Among them, the visible light image is also called RGB image, the Near Infrared image is also called (Near Infrared) NIR image, and the frequency domain image is also called detail image because it contains more high frequency information in the original image. In this embodiment, the collecting device of the visible light image and the collecting device of the near-infrared image may shoot the same target object at the same time, and transmit the visible light image and the near-infrared image obtained after shooting to the computer device, respectively. When the computer device obtains the visible light image, the visible light image can be subjected to spatial conversion, color information in the visible light image is respectively extracted to obtain a color image, brightness information in the visible light image is extracted to obtain a brightness image, and detail information in the visible light image is extracted to obtain a first frequency domain image. When the computer device acquires the near-infrared image, the frequency domain space conversion can be carried out on the near-infrared image, and the detail information in the near-infrared image is extracted to obtain a second frequency domain image.

S102, fusing the first frequency domain image and the second frequency domain image to obtain a first fused image, and fusing the near-infrared image and the brightness image to obtain a second fused image.

In this embodiment, when the computer device acquires the first frequency domain image and the second frequency domain image, the first frequency domain image and the second frequency domain image may be fused by using a corresponding image fusion method to obtain a first fusion image, so that the first fusion image simultaneously includes the detail information of the visible light image and the detail information of the near-infrared image. Correspondingly, when the computer device acquires the near-infrared image and the brightness image, the near-infrared image and the brightness image can be fused by adopting a corresponding image fusion method to obtain a second fusion image, so that the second fusion image simultaneously contains the brightness information of the visible light image and the brightness information of the near-infrared image. For example, the computer device may specifically adopt a laplacian fusion method to fuse the first frequency domain image and the second frequency domain image, optionally, the computer device may also fuse the first frequency domain image and the second frequency domain image based on a machine learning algorithm, and the embodiment of the specifically adopted image fusion method is not limited.

And S103, obtaining a target fusion image according to the color image, the first fusion image and the second fusion image.

In this embodiment, when obtaining the first fusion image, the second fusion image, and the color image, the computer device may further adopt a corresponding image fusion method to fuse the first fusion image, the second fusion image, and the color image to obtain a target fusion image; optionally, the computer device may also adopt a corresponding image fusion method, and first perform primary fusion on the first fusion image and the second fusion image to obtain an initial fusion image, and then perform secondary fusion on the initial fusion image and the color image to obtain a target fusion image; optionally, the computer device may further directly restore the color information of the initial fusion image according to the color image after fusing the first fusion image and the second fusion image to obtain the initial fusion image, so as to obtain the restored target fusion image.

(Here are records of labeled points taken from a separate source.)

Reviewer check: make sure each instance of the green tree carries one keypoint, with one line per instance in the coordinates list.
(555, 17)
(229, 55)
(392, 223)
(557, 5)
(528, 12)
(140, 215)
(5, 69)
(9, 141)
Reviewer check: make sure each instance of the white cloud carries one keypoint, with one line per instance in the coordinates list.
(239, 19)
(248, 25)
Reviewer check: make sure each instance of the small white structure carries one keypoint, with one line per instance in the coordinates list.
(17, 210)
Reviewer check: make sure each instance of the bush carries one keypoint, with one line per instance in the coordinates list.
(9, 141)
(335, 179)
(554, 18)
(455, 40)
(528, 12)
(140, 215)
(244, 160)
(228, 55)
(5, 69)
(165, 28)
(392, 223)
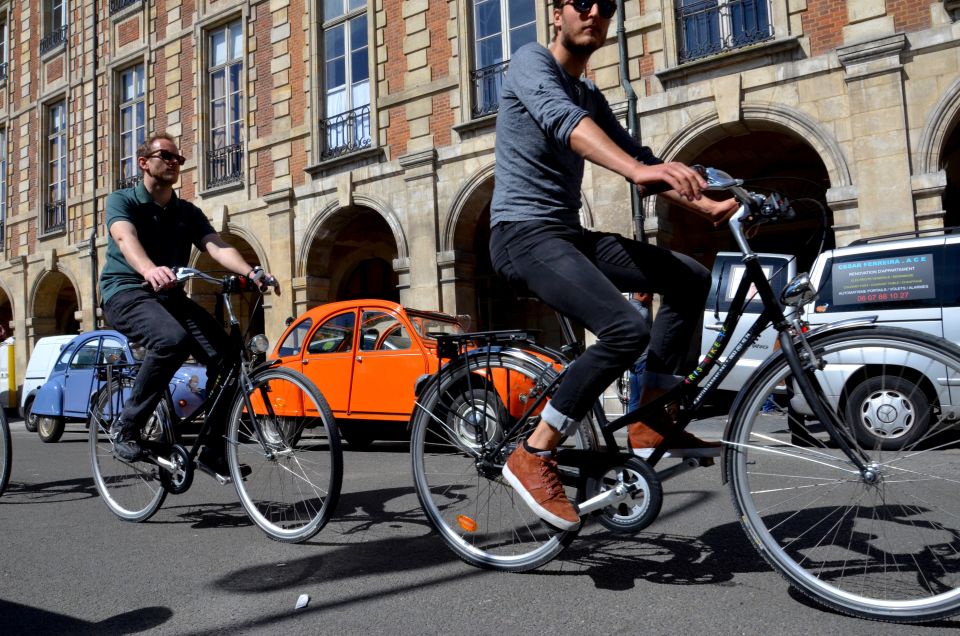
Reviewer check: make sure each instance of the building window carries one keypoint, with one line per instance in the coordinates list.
(3, 186)
(54, 25)
(346, 78)
(3, 50)
(708, 27)
(500, 28)
(225, 144)
(133, 108)
(55, 206)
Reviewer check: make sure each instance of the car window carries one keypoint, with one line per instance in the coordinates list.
(892, 279)
(112, 351)
(293, 343)
(334, 335)
(382, 331)
(86, 356)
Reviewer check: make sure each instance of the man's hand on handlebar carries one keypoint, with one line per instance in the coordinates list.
(159, 277)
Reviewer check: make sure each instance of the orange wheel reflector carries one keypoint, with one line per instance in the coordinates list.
(467, 523)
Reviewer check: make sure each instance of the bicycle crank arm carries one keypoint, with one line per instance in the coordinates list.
(688, 463)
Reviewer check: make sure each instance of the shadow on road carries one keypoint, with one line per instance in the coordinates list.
(23, 619)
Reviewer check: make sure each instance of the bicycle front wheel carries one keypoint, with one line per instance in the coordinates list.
(284, 455)
(132, 490)
(6, 453)
(456, 421)
(883, 543)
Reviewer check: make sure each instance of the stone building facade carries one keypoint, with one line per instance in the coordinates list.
(347, 145)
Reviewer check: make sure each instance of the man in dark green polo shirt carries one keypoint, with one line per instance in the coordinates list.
(151, 231)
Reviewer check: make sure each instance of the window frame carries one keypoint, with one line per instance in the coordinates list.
(354, 141)
(121, 105)
(54, 178)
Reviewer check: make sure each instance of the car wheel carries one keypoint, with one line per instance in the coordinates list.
(888, 412)
(50, 428)
(29, 418)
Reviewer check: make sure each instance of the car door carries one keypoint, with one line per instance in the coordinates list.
(387, 362)
(78, 378)
(327, 359)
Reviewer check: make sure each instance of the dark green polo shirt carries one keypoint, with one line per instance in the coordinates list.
(167, 234)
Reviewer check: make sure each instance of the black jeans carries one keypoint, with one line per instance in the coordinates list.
(171, 327)
(581, 274)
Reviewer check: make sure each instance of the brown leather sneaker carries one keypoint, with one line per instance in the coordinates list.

In the image fusion method, a color image, a brightness image and a first frequency domain image are obtained by performing spatial conversion on a visible light image to be processed, a second frequency domain image is obtained by performing frequency domain spatial conversion on a near-infrared image to be processed, the first frequency domain image and the second frequency domain image are fused to obtain a first fusion image, the near-infrared image and the brightness image are fused to obtain a second fusion image, and a target fusion image is obtained according to the color image, the first fusion image and the second fusion image. The method realizes the separate fusion of the detail information in the visible light image and the near infrared image and the brightness information in the visible light image and the near infrared image, so that the fusion process of the detail information and the fusion process of the brightness information are not influenced mutually.

In an embodiment, an implementation manner of the foregoing S102 is provided, and as shown in fig. 3, the step "fusing the first frequency domain image and the second frequency domain image to obtain a first fused image" in the foregoing S102 specifically includes:

s201, the first frequency domain image and the second frequency domain image are respectively divided to obtain a plurality of first frequency domain image blocks corresponding to the first frequency domain image and a plurality of second frequency domain image blocks corresponding to the second frequency domain image.

In this embodiment, when the computer device merges the first frequency domain image and the second frequency domain image, the computer device may first divide the first frequency domain image to obtain a preset number of first frequency domain image blocks, and at the same time divide the second frequency domain image to obtain a same preset number of second frequency domain image blocks, where a size of the first frequency domain image block is the same as a size of the corresponding second frequency domain image block. It should be noted that the preset number may be determined by the computer device in advance according to the actual application requirement and the size of the divided image, and is not limited herein.

S202, respectively fusing each first frequency domain image block and the corresponding second frequency domain image block to obtain a first fused image.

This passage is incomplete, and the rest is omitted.